Correlation with cluster

These doesn't seem to be some meaningful clusters. However, we removed the profession column in the earlier steps. Let's try to add it back and see if it helps us find any clustering.

csv['Profession'] = pd.read_csv("players.csv")['Profession']
csv.plot.scatter(x = "Profession", y = "Level", c = "Cluster", colormap="plasma")
csv.plot.scatter(x = "Profession", y = "Sword", c = "Cluster", colormap="plasma")
csv.plot.scatter(x = "Profession", y = "Magic_Level", c = "Cluster", colormap="plasma")

Correlation of cluster and profession

We have a clear winner here. KMeans calculated that the profession is one of the most significant lines of the split. On the graph we can see that high skilled Clerics, Wizards and Rogues are in one cluster while Knights have two clusters dedicated to themselves. All low and medium skilled players have their own distinct clusters. Because the generating script based skills, time and gold spent on the level, even including randomization, KMeans algorithm picked that up and after scaling found the correlation. However, one-hot encoding of professions make it a hard border between the data points.

Running on SageMaker

But as this is AWS exam that is coming up for me, we will run the same code on AWS SageMaker - a platform for all things Machine Learning. To do that easily, we will use SageMaker Notebooks running in AWS. To construct our infrastructure easily and destroy it afterwards to not pay too much, we will use Terraform.

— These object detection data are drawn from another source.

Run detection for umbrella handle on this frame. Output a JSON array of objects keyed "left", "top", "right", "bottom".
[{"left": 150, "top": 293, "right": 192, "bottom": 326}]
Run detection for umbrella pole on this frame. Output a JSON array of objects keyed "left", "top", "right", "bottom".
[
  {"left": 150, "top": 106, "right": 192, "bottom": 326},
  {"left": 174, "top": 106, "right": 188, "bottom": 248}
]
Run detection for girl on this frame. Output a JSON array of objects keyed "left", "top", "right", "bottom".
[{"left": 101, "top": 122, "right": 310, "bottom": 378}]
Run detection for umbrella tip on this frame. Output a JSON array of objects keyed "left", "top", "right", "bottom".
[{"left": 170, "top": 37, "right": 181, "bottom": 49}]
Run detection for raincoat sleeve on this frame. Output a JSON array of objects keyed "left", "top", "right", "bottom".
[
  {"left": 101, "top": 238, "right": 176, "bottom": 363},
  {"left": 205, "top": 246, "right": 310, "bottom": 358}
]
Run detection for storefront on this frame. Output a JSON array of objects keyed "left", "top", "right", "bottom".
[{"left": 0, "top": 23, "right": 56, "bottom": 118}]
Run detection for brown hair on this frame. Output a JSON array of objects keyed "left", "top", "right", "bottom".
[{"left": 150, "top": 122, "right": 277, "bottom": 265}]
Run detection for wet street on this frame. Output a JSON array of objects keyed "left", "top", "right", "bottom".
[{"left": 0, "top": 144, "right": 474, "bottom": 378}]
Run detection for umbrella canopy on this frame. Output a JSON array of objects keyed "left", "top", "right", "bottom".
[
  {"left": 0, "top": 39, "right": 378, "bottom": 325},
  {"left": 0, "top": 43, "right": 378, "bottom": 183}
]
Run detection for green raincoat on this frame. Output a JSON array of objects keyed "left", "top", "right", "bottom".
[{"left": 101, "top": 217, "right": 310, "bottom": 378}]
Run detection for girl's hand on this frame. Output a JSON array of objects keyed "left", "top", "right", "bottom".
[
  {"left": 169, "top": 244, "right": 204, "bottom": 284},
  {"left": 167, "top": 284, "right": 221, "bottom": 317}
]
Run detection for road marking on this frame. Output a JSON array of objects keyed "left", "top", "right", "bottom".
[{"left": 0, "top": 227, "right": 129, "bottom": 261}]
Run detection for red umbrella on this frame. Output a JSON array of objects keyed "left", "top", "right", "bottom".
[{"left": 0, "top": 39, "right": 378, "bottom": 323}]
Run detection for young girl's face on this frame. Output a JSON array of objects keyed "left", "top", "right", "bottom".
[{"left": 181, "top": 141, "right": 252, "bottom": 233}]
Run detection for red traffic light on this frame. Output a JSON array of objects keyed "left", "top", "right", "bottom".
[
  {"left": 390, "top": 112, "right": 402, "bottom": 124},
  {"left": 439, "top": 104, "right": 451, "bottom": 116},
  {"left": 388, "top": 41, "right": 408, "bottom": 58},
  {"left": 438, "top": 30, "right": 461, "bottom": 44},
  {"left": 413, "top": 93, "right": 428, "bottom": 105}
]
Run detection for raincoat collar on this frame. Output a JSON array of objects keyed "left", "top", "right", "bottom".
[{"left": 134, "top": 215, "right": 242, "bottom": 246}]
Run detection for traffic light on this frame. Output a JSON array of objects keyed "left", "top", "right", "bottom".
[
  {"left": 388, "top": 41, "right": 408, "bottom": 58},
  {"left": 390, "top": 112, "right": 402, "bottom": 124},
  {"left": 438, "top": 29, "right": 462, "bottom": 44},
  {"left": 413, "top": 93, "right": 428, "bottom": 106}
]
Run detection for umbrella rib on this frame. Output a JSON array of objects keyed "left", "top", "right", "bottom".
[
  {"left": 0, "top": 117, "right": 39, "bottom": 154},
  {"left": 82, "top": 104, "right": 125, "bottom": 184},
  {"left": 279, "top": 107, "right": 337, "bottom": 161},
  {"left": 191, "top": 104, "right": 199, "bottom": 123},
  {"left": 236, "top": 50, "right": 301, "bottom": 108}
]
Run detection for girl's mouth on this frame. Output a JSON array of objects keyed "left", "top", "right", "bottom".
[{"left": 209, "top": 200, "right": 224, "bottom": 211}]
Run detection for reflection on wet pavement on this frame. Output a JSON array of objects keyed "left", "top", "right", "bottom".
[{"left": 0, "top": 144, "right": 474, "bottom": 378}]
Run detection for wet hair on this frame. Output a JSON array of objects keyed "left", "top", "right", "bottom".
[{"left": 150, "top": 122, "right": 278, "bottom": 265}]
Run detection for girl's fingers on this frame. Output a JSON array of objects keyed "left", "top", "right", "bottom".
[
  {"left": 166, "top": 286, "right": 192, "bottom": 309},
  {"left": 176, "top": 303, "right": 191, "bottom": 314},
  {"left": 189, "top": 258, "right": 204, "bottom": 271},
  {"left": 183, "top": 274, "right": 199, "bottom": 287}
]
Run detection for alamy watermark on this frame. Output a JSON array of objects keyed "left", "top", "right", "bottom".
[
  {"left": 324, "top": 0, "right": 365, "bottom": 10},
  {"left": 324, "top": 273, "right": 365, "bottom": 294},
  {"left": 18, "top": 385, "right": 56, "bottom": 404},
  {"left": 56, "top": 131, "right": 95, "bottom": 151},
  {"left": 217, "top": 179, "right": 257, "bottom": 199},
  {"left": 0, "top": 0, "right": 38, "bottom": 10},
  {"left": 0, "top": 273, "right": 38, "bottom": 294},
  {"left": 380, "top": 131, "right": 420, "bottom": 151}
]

If we want the notebook to be able to access our dataset, spawn SageMaker jobs and so on, we need a proper IAM role. AWS offers us a quite permissive policy for SageMaker that can for example access all S3 buckets which names start with sagemaker-*. We will use Terraform to create the role and attach this policy.

resource "aws_iam_role" "sagemaker" {
    name = "SageMakerNotebookRole"
    assume_role_policy = jsonencode({
        Version = "2012-10-17"
        Statement = [ {
            Action = "sts:AssumeRole"
            Effect = "Allow"
            Principal = { Service = "sagemaker.amazonaws.com" }
        } ]
    })
}

resource "aws_iam_role_policy_attachment" "sagemaker" {
    role = aws_iam_role.sagemaker.name
    policy_arn = "arn:aws:iam::aws:policy/AmazonSageMakerFullAccess"
}

Next we will create an S3 bucket where we will upload our dataset and the actual notebook. For the test we will generate two dataset versions: one smaller to test Python code later inside the notebook and a larger one that will be used on the actual SageMaker instances. Modify the script from the beginning of this post to create a bigger dataset of 2_000_000 players. The smaller dataset we already have will be used for testing the code inside the notebook. Change the bucket name to something random enough but include sagemaker in the name. Upload both datasets to the bucket (you can also do it with AWS Console).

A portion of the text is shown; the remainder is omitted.